Caresse’i yalnızca bir otel olarak değil, bir yaşam stili olarak kurguladığınızı söyleyebilir miyiz? Buraya gelen misafirlerinize bir aidiyet duygusu yaratmak için nasıl bir yaklaşım benimsiyorsunuz?
Kesinlikle. Caresse bir yaşam biçimi. Özellikle residence tarafında artık birçok komşumuzla aile gibi olduk. Misafirlerimizi kapıda bizzat karşılıyor, bayramlar ve özel günlerde birlikte vakit geçirmeye özen gösteriyoruz. Zamanla oluşan bu topluluk duygusu, aidiyeti organik olarak beraberinde getirdi. Burada herkesin kendini evinde hissetmesi, bizim için en değerli başarı.
2025 yazı için Caresse’te misafirleri bekleyen yenilikler, projeler ya da sürprizler var mı? Bu sezona özel hazırlıklarınızdan biraz bahseder misiniz?

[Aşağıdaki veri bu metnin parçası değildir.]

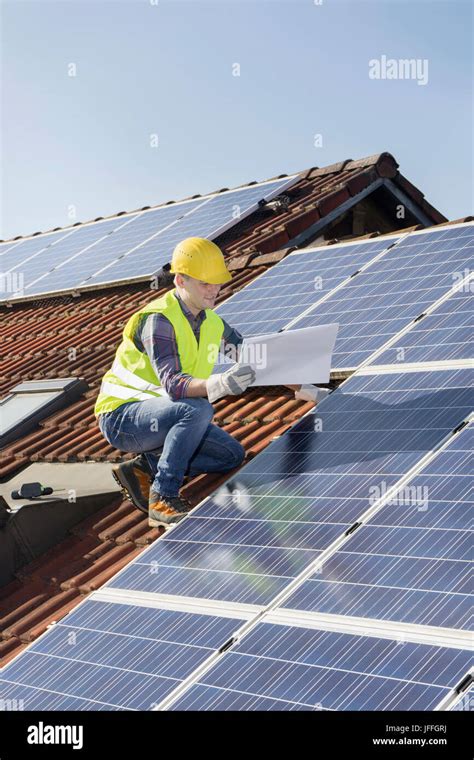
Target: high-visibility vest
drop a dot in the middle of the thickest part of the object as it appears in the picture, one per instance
(132, 377)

2025 sezonunun en heyecan verici gelişmesi, Longevity Spa ve Longevity Kitchen konseptimizin hayata geçmesi. Milano’dan gelen bu özel konseptle, Caresse’te “iyi yaşam” felsefesini her alanda hissettirmek istiyoruz. Yani sadece iyi yemek ve iyi müzik değil; aynı zamanda beden ve zihin sağlığına hitap eden bütüncül bir yaşam deneyimi sunmayı hedefliyoruz.

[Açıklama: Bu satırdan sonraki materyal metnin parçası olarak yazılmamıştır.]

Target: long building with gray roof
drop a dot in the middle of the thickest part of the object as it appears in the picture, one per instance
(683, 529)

Son olarak… Önümüzdeki 10 yıl için Caresse Bodrum’a dair hayaliniz nedir? Bu markayı nasıl bir gelecekte konumlandırmak istiyorsunuz?
İlk 10 yılda hedeflediğimiz hayallerin büyük kısmına ulaştık. Önümüzdeki on yılda, bu temelleri sağlamlaştırırken aynı zamanda yeniliklere açık, sürdürülebilir bir gelişim yolculuğu sürdürmeyi hedefliyoruz. Caresse Bodrum’un dört mevsim boyunca yaşamın keyifle sürdüğü, ilham veren bir yaşam alanı haline gelmesi en büyük önceliğimiz. Belki de en güzel hayal; burada yıllardır bizimle birlikte olan dostlarımızın, çocuklarımızın en güzel anılarını birlikte yaşamak, bu alanın gerçekten paylaşılan bir hayata dönüştüğünü görmek olurdu.
Bu duygu ve birlikteliği, Caresse Bodrum’un ilk 10 yılını geride bırakırken; Murat Karahan, Gipsy Kings ve Kenan Doğulu’nun ikonik “Ken on the Beach” konseptiyle sahne alacağı ay ışığı altında gerçekleşecek özel etkinliklerle, seçkin bir kitleyle birlikte kutlamaya hazırlanıyoruz. Bu sadece bir kutlama değil, Caresse’in yaşam tarzına dönüşen yolculuğunun gerçek bir dönüm noktası. On yıl önce bir hayal olarak başlayan bu serüven, bugün binlerce anıya dönüştü. Şimdi ise bu yolculuğa, yeni anılarla devam ediyoruz.